In the last of our series of interviews with the group leaders hoping to run Cardiff council, Peter Law spoke to the Liberal Democrats’ Rodney Bermanabout his record in power and whether he can win a third term on May 3.
Aster running Cardiff council for the past eight years, Rodney Berman is just as keen to talk-up his record in power as he is to attack his Labour rivals.
Throughout this election campaign, his Liberal Democrats have been quick to remind voters of the situation the group says it inherited from Labour in 2004.
Speaking at his Roath home, Councillor Berman – who has run the council in partnership with Plaid Cymru since 2008 – lists recycling, social services, dirty streets and school funding as some of the issues the Lib Dems have “turned around”.
He also harks back to the row over £2.7m in unlawful allowances paid to Cardiff’s councillors when Labour was in power at the turn of the century.

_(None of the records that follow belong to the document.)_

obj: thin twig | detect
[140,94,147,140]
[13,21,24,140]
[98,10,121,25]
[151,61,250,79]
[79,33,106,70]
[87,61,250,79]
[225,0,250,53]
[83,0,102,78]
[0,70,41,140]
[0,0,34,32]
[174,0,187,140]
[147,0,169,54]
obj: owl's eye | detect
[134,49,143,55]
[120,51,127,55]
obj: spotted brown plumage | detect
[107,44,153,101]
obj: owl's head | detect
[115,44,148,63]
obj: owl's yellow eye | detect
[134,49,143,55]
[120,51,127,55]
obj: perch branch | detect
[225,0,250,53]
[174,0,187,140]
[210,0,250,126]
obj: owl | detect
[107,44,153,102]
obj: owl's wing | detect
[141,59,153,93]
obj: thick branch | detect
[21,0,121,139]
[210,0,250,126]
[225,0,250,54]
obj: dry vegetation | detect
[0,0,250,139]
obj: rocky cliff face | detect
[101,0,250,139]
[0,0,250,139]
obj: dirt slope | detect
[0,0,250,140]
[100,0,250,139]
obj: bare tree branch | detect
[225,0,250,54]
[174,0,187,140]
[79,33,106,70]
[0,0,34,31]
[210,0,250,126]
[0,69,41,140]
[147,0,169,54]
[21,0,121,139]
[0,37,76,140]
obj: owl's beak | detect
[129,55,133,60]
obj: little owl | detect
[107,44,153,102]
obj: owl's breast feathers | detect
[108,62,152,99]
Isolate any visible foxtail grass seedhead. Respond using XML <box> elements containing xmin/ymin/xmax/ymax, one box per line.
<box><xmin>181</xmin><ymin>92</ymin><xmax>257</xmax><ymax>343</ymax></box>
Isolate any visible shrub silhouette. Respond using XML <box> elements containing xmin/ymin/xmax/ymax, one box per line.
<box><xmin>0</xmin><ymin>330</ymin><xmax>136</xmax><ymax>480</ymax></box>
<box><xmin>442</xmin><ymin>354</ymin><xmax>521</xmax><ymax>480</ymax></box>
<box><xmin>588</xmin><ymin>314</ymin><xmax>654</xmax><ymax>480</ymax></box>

“That was all down to the way the council was being run by Russell Goodway,” he says.
Coun Berman claims the veteran Ely councillor – who was leader of the council for 12 years – is in fact still controlling Cardiff Labour behind the scenes. And he goes on to deliver a damning verdict on current Labour group leader, Heather Joyce.
“It’s unquestionable that it’s Russell Goodway who is in the driving seat,” he said.
“It’s very obvious that he is controlling what they are doing.
“I hear anecdotally all the time that he is the one writing all the questions they put to council and it’s Russell who is tabling motions.
“I don’t want to denigrate Heather personally, but I think it’s pretty clear that she is out of her depth here.
“Whether she sees herself in that role or not, I think everybody can see she is very much holding a caretaker position.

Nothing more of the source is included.